A Summary of ATEST’s 2020 Activities and a Forecast of 2021
Election and Transition
The 2020 campaign and election provided an important pivot point for the anti-trafficking movement. ATEST focused on promoting fact-based discourse on human trafficking and its root causes. With the election of Joe Biden and Kamala Harris, ATEST has promoted restoring a whole-of-government approach to combating all forms of trafficking, and to strengthening prevention and protection programs as well as law enforcement prosecution efforts.
- ATEST published a fact sheet for federal office seekers to counter myths and false narratives in the campaign.
- ATEST joined the Freedom Needs Truth open letter to counter falsehoods about trafficking being propagated by QAnon.
- ATEST published a comprehensive memorandum of recommendations for the incoming Biden-Harris administration, as well as in-depth policy briefs on COVID-19’s impact on trafficking, establishing a strong worker rights framework, recommendations for a victim-centered approach to immigration, recommendations for a federal law enforcement victim services protocol, and addressing vulnerabilities to labor and sex trafficking.
ATEST continues to prioritize federal appropriations advocacy with key congressional subcommittees and the Office of Management and Budget. ATEST has made recommendations for programs to combat trafficking and its root causes both inside the U.S. and globally across key federal agencies, including the Departments of Labor, State, Justice, Health and Human Services, Education, Homeland Security, and USAID.
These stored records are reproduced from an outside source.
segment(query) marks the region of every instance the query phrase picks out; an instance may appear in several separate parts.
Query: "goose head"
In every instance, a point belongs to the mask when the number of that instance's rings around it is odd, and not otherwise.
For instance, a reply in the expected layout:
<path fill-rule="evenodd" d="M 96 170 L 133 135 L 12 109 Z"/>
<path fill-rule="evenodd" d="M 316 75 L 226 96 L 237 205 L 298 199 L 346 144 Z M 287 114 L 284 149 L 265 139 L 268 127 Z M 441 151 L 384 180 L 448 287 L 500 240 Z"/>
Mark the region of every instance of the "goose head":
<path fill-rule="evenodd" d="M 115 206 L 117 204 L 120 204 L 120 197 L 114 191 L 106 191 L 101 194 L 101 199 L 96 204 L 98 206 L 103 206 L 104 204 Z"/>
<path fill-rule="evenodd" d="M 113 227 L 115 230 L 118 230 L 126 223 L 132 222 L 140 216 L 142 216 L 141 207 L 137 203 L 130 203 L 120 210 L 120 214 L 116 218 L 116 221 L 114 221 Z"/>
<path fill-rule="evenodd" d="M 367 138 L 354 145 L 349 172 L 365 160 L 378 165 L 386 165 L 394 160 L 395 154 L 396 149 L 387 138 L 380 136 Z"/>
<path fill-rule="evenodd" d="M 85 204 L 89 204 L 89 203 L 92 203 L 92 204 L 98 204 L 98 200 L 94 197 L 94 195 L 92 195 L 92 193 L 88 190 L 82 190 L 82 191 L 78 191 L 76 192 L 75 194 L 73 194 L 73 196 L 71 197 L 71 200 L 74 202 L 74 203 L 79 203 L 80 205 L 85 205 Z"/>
- ATEST recommended nearly $600 million in federal spending for FY 2021
- ATEST recommended more than $100 million in emergency support to trafficking programs because of COVID-19 impacts
- ATEST is recommending more than $900 million in federal spending for FY 2022
ATEST took bold public stands and engaged with policymakers and federal staffers on a wide range of issues in 2020:
- ATEST opposed a Tier 1 ranking for the U.S. in the 2020 State Department Trafficking in Persons Report, asserting the ranking is unmerited and undermines the report’s credibility.
- ATEST opposed changes in U.S. asylum rules.
- ATEST called for sanctions on China for forced labor of Uyghurs.
- ATEST supported legislation to compensate survivors who serve as members of the U.S. Advisory Council on Human Trafficking.
- ATEST opposed the hurry-up timeline by USAID to collect stakeholder input on revisions to its Counter Trafficking in Persons policy, and submitted comments on the draft policy’s shortcomings.
- ATEST submitted comments to the U.S. Department of Labor on ways to strengthen the department’s anti-trafficking activities.
- ATEST met with U.S. Department of Labor International Labor Affairs Bureau staffers to disucss how the agency is implementing new regulations to prohibit the importation of products made with slavery-tainted inputs.
- ATEST met with the U.S. State Department Office to Monitor and Combat Trafficking in Persons staffers to discuss how the agency is implementing new regulations that require tier rankings in the annual Trafficking in Persons Report to be based on concrete results and not mere promises of action or geopolitical considerations.
- ATEST continued discussions with Homeland Security and Department of Justice staffers, including stakeholders from the FBI, National Institute of Justice, Office of Justice Programs (including Office for Victims of Crime) and ICE/HSI, to create a national victim-centered protocol for the treatment of trafficking victims/survivors by law enforcement and creation of methodologies to conduct a national prevalence survey in the U.S., as mandated in the 2018-2019 TVPA bill package.
- ATEST is serving on a communications roundtable of anti-trafficking groups to craft new narratives for the movement to frame the issues of modern slavery and human trafficking in ways that strengthen the cause and further unify the movement.